Advances in Bio-instrumentation

Booklet published from work at VG Biotech
There's no doubt that since, say 1980, the development and application of scientific instrumentation in the life sciences has been rapid, enabling and has surpassed the expectations of even those in the field. I list some of these below:

  • Mass spectrometers: Electrospray and Matrix-assisted laser desorption time-of-flight
  • Protein sequencing: Gas phase
  • Gene sequencing: Automated Sanger and Oxford nanopore sequencers
  • Microscopy: cryoelectron microscopy, confocal microscopy, atomic force microscopy and others

I participated in the early development of electrospray mass spectrometry (ESMS) as applied to proteins and peptides, working with FISONS Instruments (VG Biotech) at their Altrincham labs near Manchester. Acting as a consultant to my former employer (Delta Biotechnology) I was also able to use ESMS to look at the quality of recombinant proteins like HSA.

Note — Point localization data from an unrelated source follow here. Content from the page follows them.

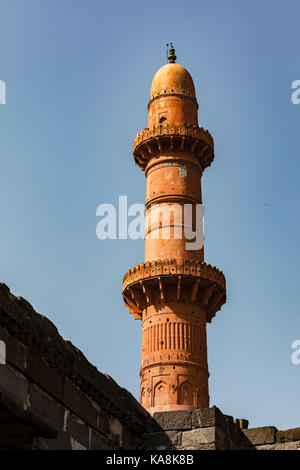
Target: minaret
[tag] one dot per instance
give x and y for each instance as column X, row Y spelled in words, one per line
column 174, row 292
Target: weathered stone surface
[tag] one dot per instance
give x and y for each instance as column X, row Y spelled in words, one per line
column 197, row 437
column 169, row 420
column 206, row 417
column 45, row 376
column 288, row 435
column 78, row 430
column 79, row 404
column 161, row 440
column 99, row 443
column 62, row 442
column 14, row 382
column 199, row 447
column 16, row 352
column 45, row 407
column 261, row 435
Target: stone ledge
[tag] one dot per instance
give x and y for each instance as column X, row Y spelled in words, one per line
column 169, row 420
column 261, row 435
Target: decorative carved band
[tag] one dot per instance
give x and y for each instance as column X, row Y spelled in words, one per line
column 183, row 94
column 142, row 284
column 167, row 267
column 169, row 138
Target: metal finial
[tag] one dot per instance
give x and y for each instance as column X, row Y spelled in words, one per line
column 172, row 57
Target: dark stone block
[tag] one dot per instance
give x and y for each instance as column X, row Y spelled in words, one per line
column 160, row 440
column 103, row 421
column 77, row 429
column 99, row 443
column 46, row 407
column 206, row 417
column 168, row 420
column 62, row 442
column 45, row 376
column 79, row 404
column 261, row 435
column 14, row 382
column 289, row 435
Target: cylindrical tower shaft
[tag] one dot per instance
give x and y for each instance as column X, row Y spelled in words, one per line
column 173, row 292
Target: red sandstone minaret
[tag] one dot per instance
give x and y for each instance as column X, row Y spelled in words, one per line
column 174, row 292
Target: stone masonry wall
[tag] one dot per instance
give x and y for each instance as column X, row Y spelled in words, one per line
column 51, row 397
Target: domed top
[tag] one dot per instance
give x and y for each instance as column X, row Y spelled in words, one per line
column 172, row 78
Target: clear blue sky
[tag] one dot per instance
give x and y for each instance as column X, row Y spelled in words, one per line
column 78, row 75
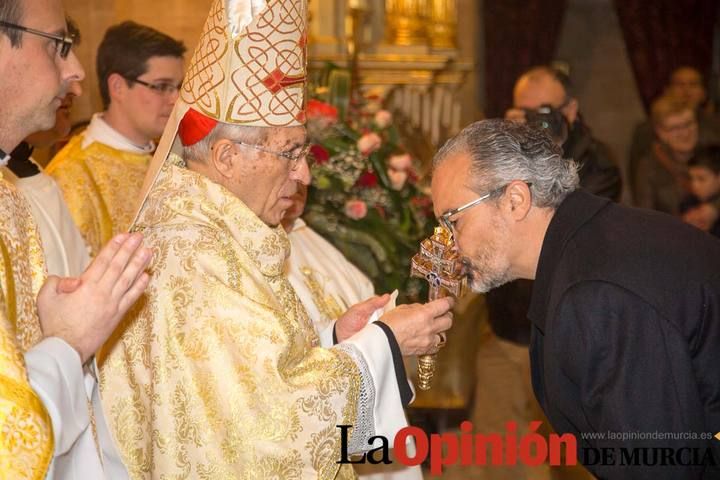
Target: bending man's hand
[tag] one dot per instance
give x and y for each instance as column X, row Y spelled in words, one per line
column 357, row 316
column 417, row 327
column 84, row 311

I produced a pair of illustrative booklets, the most significant of which explored the application of ESMS to determine protein post-translational processing. Prior to this, candidate proteins had to be digested to provide lower molecular weight peptides which then needed to be separated by chromatography in many instances.

ESMS is especially valuable with intact glycoproteins for detecting and identifying "glycoforms". When combined with MS/MS methods and sometimes enzymatic digest, complete molecular descriptions of glycoproteins can be realised. We are approaching whole cell glycoproteomics, if we're not already there as I write this page.


Protein identification Mass spectrometry now is an important technology in proteomics. Peptide mass fingerprinting (of protein mixtures in the case of proteomics analysis) enables searching mass spectral databases of predicted protein fragment masses. This can be refined further by performing MS/MS analysis to obtain sequence information on selected peptides.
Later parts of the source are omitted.